The last sun lit up ilala palms like streetlights and burnished our tack,

While from Pom Pom to Xudum ran a silvery track;

Our mounts pushed through the game; I gave a back glance –

Zebras, I saw following, observed us askance!

We turned back for camp when dusty twilight was gone,

And the keenest among us went galloping on.


On a deep-water crossing John Ellis urged, “Use spur!”

But keep your mounts reined in” – and in line behind her;

The sight of the sodden riders all made us laugh;

Even our hardened guides enjoyed a good chaff;

When all of a sudden a herd of impalas took flight,

And “Gallop,” cried I, “we can head them off to the right!”


Single file through mopane we rode, watch a solitary roan

Or, at a pan, a crocodile looking dead like a stone;

Far off some vultures bent a tree with their weight,

Grisly undertakers of evolutionary fate;

Elephants drinking, filling bellies to the brim,

Trumpet trunks, cymbal ears, dim eyes in teared rim.

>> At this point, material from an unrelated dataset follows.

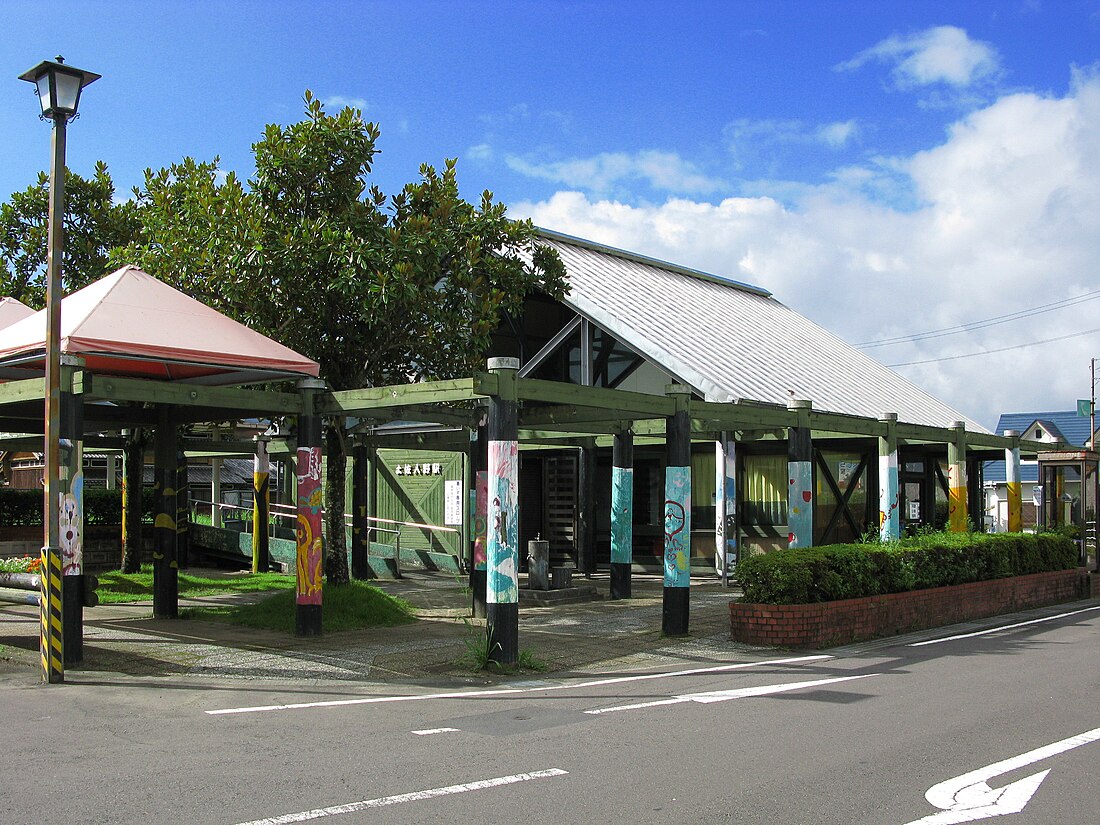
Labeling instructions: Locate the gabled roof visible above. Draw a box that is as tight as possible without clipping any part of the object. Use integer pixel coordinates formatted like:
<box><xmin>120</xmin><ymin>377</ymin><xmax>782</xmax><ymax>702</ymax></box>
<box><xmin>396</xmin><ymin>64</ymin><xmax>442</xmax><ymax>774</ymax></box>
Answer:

All afternoon we rode, counting hoof beats rise and fall;

Hammer sun, anvil ground and urgent babblers t’was all;

Then frisky Baines reared and cocked a keen ear –

We slowed, and into dense combretum thicket did peer,

And there, in our path lay, but ten metres good,

Six lions, crouched, then full ready stood.


“Steadiee!” cried John at front, “and go easily around;

“Don’t run, don’t panic, but make quickly your ground.”

Heart pounding, tight rein, I urged that brave mount of mine;

And later, round the fire, we measured out the wine,

Told and retold and agreed (by common consent)

We toasted our mounts, horses, all heaven sent.